Differential Expression Analysis
Find genes that are significantly differentially expressed between classes of samples.
Step 1: PreprocessDataset
Preprocess gene expression data
to remove platform noise and genes that have little variation.
Considerations
- PreprocessDataset can preprocess the data in one or more ways (in this order):
- Set threshold and ceiling values. Any value lower/higher than the threshold/ceiling
value is reset to the threshold/ceiling value.
- Convert each expression value to the log base 2 of the value.
- Remove genes (rows) if a given number of its sample values are less than
a given threshold.
- Remove genes (rows) that do not have a minimum fold change or expression
variation.
- Discretize or normalize the data.
- ComparativeMarkerSelection expects non-log-transformed data. Some calculations, such as Fold Change, will produce incorrect results on log transformed data.
- If you did not generate the expression data,
check whether preprocessing steps have already been taken before
running the PreprocessDataset module.
Step 2: ComparativeMarkerSelection
ComparativeMarkerSelection computes differential gene expression.
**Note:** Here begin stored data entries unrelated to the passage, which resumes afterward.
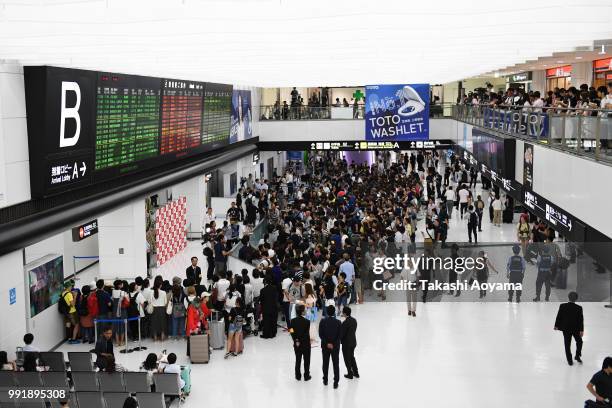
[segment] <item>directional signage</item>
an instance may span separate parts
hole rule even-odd
[[[419,141],[321,141],[321,142],[259,142],[257,147],[264,151],[283,150],[336,150],[336,151],[369,151],[369,150],[425,150],[450,149],[454,146],[452,140],[419,140]]]
[[[72,241],[78,242],[98,233],[98,220],[89,221],[72,229]]]

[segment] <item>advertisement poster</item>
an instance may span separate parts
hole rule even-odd
[[[236,90],[232,94],[232,127],[230,143],[253,137],[251,91]]]
[[[368,85],[366,140],[429,139],[429,84]]]
[[[523,152],[523,186],[533,189],[533,145],[525,143]]]

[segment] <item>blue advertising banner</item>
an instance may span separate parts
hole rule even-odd
[[[232,92],[230,143],[240,142],[253,137],[252,112],[251,91],[234,89]]]
[[[429,139],[429,84],[368,85],[366,140]]]

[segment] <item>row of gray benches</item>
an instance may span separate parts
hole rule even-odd
[[[155,393],[151,393],[151,387],[147,380],[147,373],[144,372],[125,372],[125,373],[106,373],[93,371],[43,371],[43,372],[22,372],[22,371],[0,371],[0,388],[8,389],[11,387],[19,387],[21,389],[39,388],[39,389],[64,389],[72,390],[73,397],[76,395],[76,404],[72,405],[86,408],[115,408],[118,405],[109,405],[105,402],[104,396],[110,394],[123,395],[123,400],[130,394],[141,395],[159,394],[164,398],[161,399],[162,405],[144,405],[152,408],[164,407],[165,398],[177,398],[180,396],[180,386],[177,378],[178,374],[154,373],[153,383],[155,385]],[[6,392],[4,392],[6,394]],[[81,401],[79,401],[81,395]],[[87,399],[91,403],[83,404],[83,399]],[[157,397],[155,397],[157,398]],[[5,400],[2,398],[1,400]],[[99,400],[99,401],[98,401]],[[96,403],[95,401],[98,401]],[[148,399],[147,399],[148,401]],[[71,407],[72,407],[71,405]],[[16,405],[7,405],[13,408]],[[18,405],[24,407],[23,403]],[[25,405],[29,407],[30,405]],[[42,405],[32,405],[32,407],[40,407]],[[59,406],[59,405],[52,405]],[[141,404],[142,406],[142,404]],[[0,403],[0,408],[5,408]],[[121,407],[119,407],[121,408]]]
[[[70,408],[123,408],[131,394],[128,392],[75,392],[68,399]],[[138,405],[143,408],[166,408],[165,396],[161,392],[136,393]],[[0,402],[0,408],[61,408],[59,401],[15,401]]]

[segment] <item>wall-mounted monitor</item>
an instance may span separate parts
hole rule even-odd
[[[52,257],[38,265],[26,265],[30,292],[30,317],[34,317],[59,301],[64,290],[64,258]]]

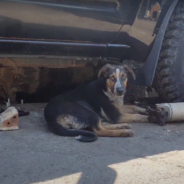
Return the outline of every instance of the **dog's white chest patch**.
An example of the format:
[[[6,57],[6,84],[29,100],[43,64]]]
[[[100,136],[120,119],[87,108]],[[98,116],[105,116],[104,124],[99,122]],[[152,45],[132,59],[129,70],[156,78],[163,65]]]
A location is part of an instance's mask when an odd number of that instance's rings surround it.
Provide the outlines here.
[[[105,120],[109,121],[107,114],[104,112],[104,110],[102,108],[101,108],[101,115],[103,118],[105,118]]]

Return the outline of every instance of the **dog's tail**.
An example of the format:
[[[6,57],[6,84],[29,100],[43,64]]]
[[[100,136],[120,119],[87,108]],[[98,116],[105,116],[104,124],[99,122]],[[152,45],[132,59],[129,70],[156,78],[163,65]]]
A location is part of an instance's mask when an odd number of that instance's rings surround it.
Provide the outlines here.
[[[93,142],[96,141],[98,138],[97,135],[93,132],[63,128],[58,123],[52,124],[52,126],[49,126],[49,129],[57,135],[75,137],[76,140],[82,142]]]

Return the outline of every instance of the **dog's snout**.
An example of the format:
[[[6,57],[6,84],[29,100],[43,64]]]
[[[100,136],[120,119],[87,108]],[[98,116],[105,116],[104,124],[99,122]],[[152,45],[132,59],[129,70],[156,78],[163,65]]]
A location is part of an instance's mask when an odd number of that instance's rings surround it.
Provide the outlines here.
[[[118,87],[116,90],[117,90],[117,92],[119,92],[119,93],[120,93],[120,92],[124,92],[124,88],[123,88],[123,87]]]

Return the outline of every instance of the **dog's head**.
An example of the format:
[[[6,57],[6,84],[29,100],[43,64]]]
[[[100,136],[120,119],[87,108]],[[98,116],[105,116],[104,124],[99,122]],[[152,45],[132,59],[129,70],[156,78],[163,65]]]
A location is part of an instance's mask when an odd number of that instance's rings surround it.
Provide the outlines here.
[[[98,78],[103,77],[105,79],[108,92],[116,96],[124,96],[128,82],[128,73],[135,79],[135,73],[128,66],[106,64],[100,69]]]

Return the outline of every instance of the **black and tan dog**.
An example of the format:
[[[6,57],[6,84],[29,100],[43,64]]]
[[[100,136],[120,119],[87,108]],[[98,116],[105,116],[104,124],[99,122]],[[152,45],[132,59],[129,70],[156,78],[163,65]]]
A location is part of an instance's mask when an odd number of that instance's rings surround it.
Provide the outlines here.
[[[148,122],[148,116],[146,109],[123,103],[128,72],[135,78],[127,66],[106,64],[97,80],[53,98],[44,110],[49,129],[86,142],[97,136],[133,136],[125,123]],[[102,118],[111,124],[102,124]]]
For each gene, it uses a test statistic to calculate the
difference in gene expression between classes and then computes a p-value to estimate the
significance of the test statistic score.
Because testing tens of thousands of genes simultaneously
increases the possibility of mistakenly identifying a non-marker gene as a marker gene (a false positive),
ComparativeMarkerSelection corrects for multiple hypothesis testing by computing both false discovery
rates (FDR) and family-wise error rates (FWER).
Considerations
- If the data set includes at least 10 samples per class, use the default value of 1000 permutations
to ensure accurate p-values. If the data set includes fewer than 10 samples in any class, permuting the
samples cannot give an accurate p-value; specify 0 permutations to use asymptotic p-values
instead.
- If the data set includes more than two classes, use the phenotype test parameter
to analyze each class against all others (one-versus-all) or all class pairs
(all pairs).
Step 3: ComparativeMarkerSelectionViewer
Run the ComparativeMarkerSelectionViewer module to view the results.
The viewer displays the test statistic score, its p value, two FDR statistics and three FWER statistics for each gene.
Considerations
- Generally,
researchers identify marker genes based on FDR rather than the more conservative FWER.
- Often, marker genes are identified based on an FDR cutoff value of .05, which
indicates that a gene identified as a marker gene has a 1 in 20 (5%) chance of being a false positive.
Select Edit>Filter Features>Custom Filter to filter results
based on that criteria (or any other).
- Select File>Save Derived Dataset to create a GCT file that contains
a subset of the expression data.
Reference
Gould, J., Getz, G., Monti, S., Reich, M., and Mesirov, J.P. 2006.
Comparative gene marker selection suite. Bioinformatics 22(15):1924-1925.